Asked why Francis had chosen Mr. Peres — who leaves his largely ceremonial post in July — rather than Mr. Netanyahu, who is Mr. Abbas’s counterpart in peace negotiations, the spokesman, the Rev. Federico Lombardi, said the pope and the Israeli president shared a warm relationship of “great esteem.”

“This is not an exclusion of the other,” Father Lombardi said Sunday. “The pope has with President Peres a good feeling. This is clear.”

At Mr. Peres’s official residence, Francis wrote in the guest book, “It is always the grace of God to come in the house of a man who is wise and good.” Then the two leaders had what Father Lombardi described as a “very, very lengthy” one-on-one.

“The president said many things about the peace process, the problem of building peace, the collaboration of the religious leaders and the pope in building peace,” he said. “It was said in a very sincere, very friendly and profound way.”
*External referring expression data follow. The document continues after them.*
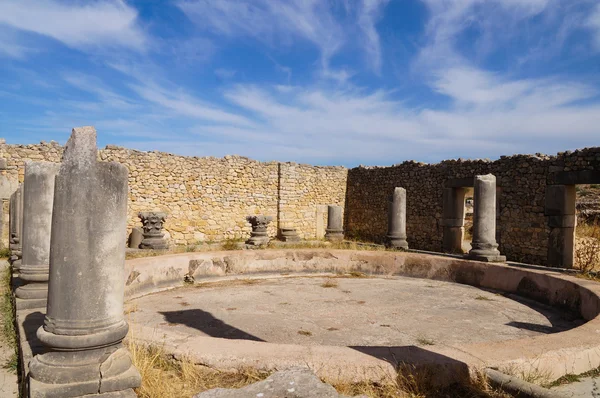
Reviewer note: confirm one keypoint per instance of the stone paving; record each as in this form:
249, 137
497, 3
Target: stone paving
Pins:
350, 312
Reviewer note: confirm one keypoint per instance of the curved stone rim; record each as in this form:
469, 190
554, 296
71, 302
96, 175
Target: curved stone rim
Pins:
574, 351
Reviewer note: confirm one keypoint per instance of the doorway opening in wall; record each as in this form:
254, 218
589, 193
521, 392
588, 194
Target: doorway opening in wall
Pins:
587, 227
468, 221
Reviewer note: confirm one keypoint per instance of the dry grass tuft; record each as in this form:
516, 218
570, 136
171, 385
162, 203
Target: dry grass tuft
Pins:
165, 377
587, 247
7, 317
416, 383
329, 283
226, 283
From there Francis received Mr. Netanyahu at the Vatican-owned Notre Dame center.

All Father Lombardi had to say about that was: “It was a friendly meeting also.”

Correction: May 26, 2014

An earlier version of a picture caption with this article misidentified Pope Francis’s location. He was praying after laying a wreath at the Yad Vashem Holocaust Memorial, not the grave of Theodor Herzl.